TOM DREISBACH, BYLINE: Federal Judge Dabney Friedrich said the United States vs. Guy Wesley Reffitt is not your typical criminal case. As Judge Friedrich put it, no one can come into this courtroom with a completely blank slate about the events of January 6. And that's a challenge. So what she wants are jurors who can keep an open mind. As she presided in the high-ceilinged, wood-paneled courtroom, a team for the Department of Justice sat at one table and at another, Guy Reffitt and his defense attorney. Reffitt was wearing glasses, a tan sport coat. And he had his hair pulled back into a small ponytail.
One by one, more than 30 prospective jurors came in. There was a Walgreens cashier and, this being D.C., an employee of NASA, a man who's stepmom was U.S. ambassador to Canada during the Trump administration and a lot of lawyers. Judge Friedrich led the questioning. How much news about January 6 have you heard? Is it mostly headlines, or do you seek it out? Four people said they knew about the case of the so-called QAnon Shaman, or the guy with the horns, as a few put it.
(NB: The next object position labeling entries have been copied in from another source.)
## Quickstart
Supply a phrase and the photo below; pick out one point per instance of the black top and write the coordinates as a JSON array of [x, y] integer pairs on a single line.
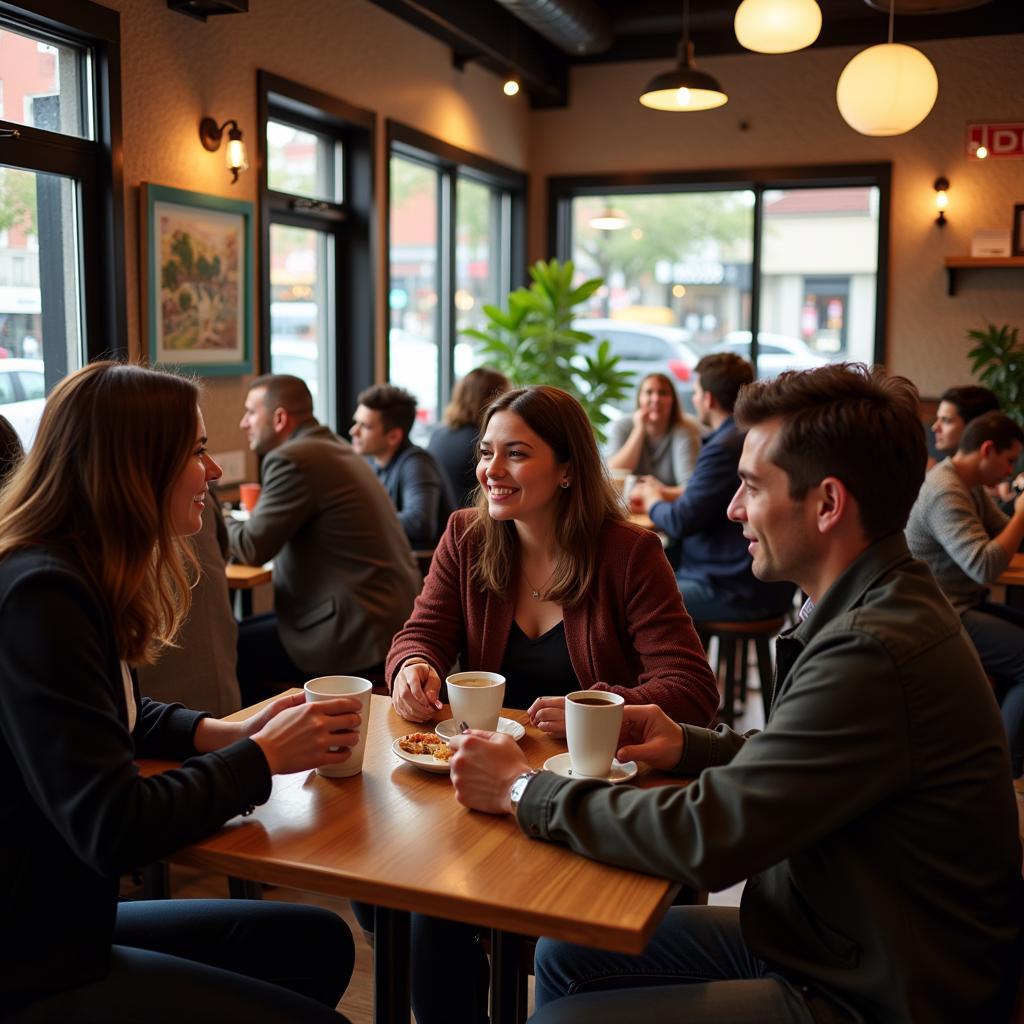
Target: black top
[[456, 452], [538, 668]]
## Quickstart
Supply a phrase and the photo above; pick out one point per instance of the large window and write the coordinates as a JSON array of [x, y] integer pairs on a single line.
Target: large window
[[786, 272], [317, 318], [456, 243], [61, 262]]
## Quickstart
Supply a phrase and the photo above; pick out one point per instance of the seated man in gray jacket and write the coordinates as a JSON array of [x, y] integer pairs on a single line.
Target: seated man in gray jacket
[[415, 481], [956, 528], [872, 818], [344, 578]]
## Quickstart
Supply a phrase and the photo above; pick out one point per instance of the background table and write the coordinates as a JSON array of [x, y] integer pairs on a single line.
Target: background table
[[395, 836]]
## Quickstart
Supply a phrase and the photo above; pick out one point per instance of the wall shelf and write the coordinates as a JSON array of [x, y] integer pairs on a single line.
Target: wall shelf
[[954, 263]]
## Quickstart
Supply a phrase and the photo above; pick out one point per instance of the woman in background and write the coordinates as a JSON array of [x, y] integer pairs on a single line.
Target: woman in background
[[94, 583], [657, 438], [545, 582], [454, 444]]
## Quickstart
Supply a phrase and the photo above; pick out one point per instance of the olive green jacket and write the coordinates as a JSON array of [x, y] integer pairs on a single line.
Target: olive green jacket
[[873, 816]]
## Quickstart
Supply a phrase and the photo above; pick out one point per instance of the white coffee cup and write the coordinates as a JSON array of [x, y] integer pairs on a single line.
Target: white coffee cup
[[593, 722], [476, 698], [327, 687]]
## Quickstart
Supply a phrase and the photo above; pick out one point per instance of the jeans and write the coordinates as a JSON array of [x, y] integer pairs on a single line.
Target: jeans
[[201, 961], [695, 969], [997, 634], [450, 978]]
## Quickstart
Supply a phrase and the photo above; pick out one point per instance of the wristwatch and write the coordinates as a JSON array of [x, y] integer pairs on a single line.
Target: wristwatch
[[518, 787]]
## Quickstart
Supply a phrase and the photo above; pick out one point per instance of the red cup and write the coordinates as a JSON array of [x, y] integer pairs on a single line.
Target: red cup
[[249, 496]]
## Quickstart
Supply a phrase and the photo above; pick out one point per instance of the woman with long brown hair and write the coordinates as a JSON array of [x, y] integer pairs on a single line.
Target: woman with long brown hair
[[545, 582], [94, 582]]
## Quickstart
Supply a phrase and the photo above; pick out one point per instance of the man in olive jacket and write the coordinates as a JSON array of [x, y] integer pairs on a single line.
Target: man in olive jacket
[[873, 817]]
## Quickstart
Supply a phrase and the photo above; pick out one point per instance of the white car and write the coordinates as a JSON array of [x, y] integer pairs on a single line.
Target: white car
[[776, 352], [23, 394]]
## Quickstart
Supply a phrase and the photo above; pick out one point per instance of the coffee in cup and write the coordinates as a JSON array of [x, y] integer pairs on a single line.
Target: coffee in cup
[[476, 698], [593, 723], [328, 687]]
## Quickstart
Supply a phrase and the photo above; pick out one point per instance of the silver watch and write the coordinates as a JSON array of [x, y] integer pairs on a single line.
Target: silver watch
[[518, 787]]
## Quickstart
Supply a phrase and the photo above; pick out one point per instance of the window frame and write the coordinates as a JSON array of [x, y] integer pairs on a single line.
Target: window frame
[[96, 164], [350, 222], [563, 188], [451, 163]]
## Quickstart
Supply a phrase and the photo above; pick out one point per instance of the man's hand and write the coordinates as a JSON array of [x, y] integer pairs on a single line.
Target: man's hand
[[548, 715], [483, 768], [415, 691], [649, 735]]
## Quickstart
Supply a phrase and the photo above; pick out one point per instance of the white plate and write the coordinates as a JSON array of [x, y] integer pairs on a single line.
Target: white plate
[[448, 728], [560, 764], [425, 761]]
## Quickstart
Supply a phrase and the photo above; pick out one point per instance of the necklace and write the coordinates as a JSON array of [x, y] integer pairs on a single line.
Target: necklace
[[534, 591]]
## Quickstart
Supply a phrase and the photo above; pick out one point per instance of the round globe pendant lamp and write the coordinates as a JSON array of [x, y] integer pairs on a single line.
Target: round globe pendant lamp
[[777, 26], [685, 87], [887, 89]]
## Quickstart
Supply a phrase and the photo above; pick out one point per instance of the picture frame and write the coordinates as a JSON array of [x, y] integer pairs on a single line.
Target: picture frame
[[197, 280], [1017, 248]]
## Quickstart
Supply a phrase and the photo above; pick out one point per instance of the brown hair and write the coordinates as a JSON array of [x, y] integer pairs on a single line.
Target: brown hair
[[585, 507], [676, 413], [396, 406], [285, 391], [112, 443], [471, 394], [850, 422], [994, 427], [723, 374]]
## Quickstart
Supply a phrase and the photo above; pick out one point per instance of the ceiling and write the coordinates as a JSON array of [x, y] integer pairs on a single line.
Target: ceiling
[[488, 31]]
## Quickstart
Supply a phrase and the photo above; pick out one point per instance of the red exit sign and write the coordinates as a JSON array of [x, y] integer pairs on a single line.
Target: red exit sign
[[1000, 140]]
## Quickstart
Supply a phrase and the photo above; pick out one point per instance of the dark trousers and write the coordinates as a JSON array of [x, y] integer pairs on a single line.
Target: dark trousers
[[200, 961]]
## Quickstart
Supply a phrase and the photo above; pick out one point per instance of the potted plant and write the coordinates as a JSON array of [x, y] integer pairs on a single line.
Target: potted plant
[[998, 363], [532, 342]]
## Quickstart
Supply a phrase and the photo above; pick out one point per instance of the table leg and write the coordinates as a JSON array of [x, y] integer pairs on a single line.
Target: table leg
[[391, 966], [508, 984]]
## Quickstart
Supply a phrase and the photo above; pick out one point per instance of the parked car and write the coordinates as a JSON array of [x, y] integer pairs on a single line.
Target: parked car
[[23, 394], [647, 348], [775, 352]]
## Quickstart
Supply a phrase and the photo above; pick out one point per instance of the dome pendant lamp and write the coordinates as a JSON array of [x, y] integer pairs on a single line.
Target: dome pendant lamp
[[777, 26], [887, 89], [684, 88]]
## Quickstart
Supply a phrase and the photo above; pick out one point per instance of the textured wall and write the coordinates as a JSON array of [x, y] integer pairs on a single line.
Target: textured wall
[[788, 101], [175, 70]]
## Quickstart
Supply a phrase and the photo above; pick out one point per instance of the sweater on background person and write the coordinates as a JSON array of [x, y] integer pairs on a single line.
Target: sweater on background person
[[632, 636]]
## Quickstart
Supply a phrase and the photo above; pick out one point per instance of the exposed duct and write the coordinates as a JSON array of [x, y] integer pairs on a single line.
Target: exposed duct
[[573, 26]]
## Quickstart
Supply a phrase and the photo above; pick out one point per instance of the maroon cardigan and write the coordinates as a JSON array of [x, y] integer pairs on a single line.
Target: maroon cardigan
[[632, 636]]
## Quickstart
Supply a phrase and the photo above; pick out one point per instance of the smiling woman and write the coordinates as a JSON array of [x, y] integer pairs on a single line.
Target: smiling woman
[[91, 538], [545, 583]]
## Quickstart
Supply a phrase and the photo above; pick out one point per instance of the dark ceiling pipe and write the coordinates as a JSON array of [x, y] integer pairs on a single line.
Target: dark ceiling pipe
[[573, 26]]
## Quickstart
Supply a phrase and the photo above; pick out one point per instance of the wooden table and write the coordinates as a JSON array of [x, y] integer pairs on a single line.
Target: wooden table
[[244, 580], [1013, 580], [395, 836]]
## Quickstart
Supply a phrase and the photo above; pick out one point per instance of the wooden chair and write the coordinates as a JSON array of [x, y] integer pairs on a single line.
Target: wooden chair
[[732, 647]]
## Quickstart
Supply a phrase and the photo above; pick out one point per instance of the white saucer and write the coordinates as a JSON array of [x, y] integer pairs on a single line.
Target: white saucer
[[425, 761], [560, 764], [448, 728]]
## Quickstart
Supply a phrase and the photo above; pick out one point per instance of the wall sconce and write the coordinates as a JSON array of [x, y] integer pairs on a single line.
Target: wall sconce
[[210, 135], [941, 200]]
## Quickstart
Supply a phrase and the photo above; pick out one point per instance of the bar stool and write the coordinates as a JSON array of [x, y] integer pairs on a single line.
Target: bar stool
[[732, 641]]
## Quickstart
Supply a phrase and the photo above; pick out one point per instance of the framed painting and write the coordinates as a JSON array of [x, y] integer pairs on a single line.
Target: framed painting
[[197, 280]]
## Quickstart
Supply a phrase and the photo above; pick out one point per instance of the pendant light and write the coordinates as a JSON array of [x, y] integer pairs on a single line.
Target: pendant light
[[684, 88], [887, 89], [777, 26]]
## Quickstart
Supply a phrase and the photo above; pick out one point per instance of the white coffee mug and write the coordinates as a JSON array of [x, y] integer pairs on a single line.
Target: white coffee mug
[[476, 698], [327, 687], [593, 722]]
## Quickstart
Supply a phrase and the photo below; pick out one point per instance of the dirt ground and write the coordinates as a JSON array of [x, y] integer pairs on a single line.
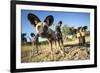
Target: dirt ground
[[72, 52]]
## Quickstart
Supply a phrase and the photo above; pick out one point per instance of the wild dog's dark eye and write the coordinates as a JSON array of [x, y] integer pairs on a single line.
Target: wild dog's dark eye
[[38, 27]]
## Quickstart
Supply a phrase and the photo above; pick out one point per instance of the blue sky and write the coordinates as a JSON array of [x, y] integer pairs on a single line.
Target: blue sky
[[72, 19]]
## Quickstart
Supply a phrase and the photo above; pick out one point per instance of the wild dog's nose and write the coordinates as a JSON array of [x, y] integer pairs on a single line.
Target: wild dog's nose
[[45, 28]]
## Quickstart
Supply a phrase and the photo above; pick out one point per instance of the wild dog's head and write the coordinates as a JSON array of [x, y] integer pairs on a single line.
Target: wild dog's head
[[41, 27]]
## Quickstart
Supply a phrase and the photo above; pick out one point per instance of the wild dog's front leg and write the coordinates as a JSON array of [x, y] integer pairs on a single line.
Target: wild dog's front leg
[[52, 54], [63, 48]]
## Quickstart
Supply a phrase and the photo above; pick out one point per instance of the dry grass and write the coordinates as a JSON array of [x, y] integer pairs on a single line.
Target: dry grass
[[29, 53]]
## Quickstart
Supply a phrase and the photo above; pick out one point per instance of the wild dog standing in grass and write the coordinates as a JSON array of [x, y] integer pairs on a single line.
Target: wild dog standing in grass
[[81, 33], [23, 38], [59, 36], [43, 29]]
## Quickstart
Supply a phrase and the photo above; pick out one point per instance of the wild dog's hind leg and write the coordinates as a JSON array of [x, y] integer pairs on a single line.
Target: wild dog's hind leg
[[63, 47], [51, 54]]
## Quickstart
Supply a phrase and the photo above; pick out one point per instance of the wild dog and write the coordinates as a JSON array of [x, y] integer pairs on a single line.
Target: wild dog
[[23, 38], [81, 33], [35, 41], [43, 29], [59, 36]]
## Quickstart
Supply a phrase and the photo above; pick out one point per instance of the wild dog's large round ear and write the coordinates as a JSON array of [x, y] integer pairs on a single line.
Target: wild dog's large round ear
[[33, 19], [49, 20], [32, 34], [85, 27]]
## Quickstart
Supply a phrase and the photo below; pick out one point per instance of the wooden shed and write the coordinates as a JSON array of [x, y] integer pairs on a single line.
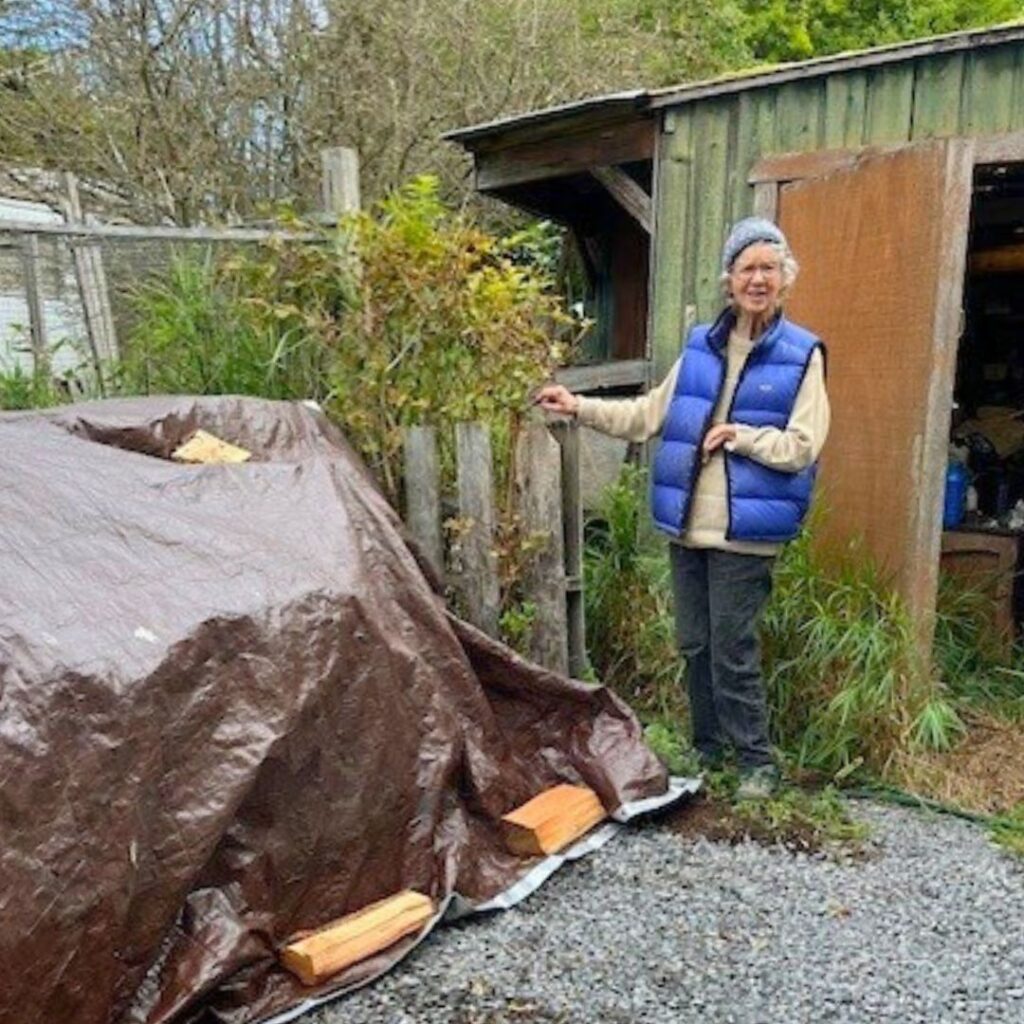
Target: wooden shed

One said he read about this very case on the way to the courthouse that morning. Little did you know, said Judge Friedrich. Almost none recognized Guy Reffitt, the defendant, who pulled down his mask, just to make sure.
Then there were the questions about how people felt about the Capitol riot. And could they set aside those feelings? One man said, January 6 felt like an attack on my home. He started to get emotional as he described military troop transports parked on the streets of his city. The defense wanted him off the jury. The prosecution thought he could stay. Judge Friedrich said it was a close call but decided to remove him out of an abundance of caution. And the search for that neutral jury continues today.
Tom Dreisbach, NPR News, Washington.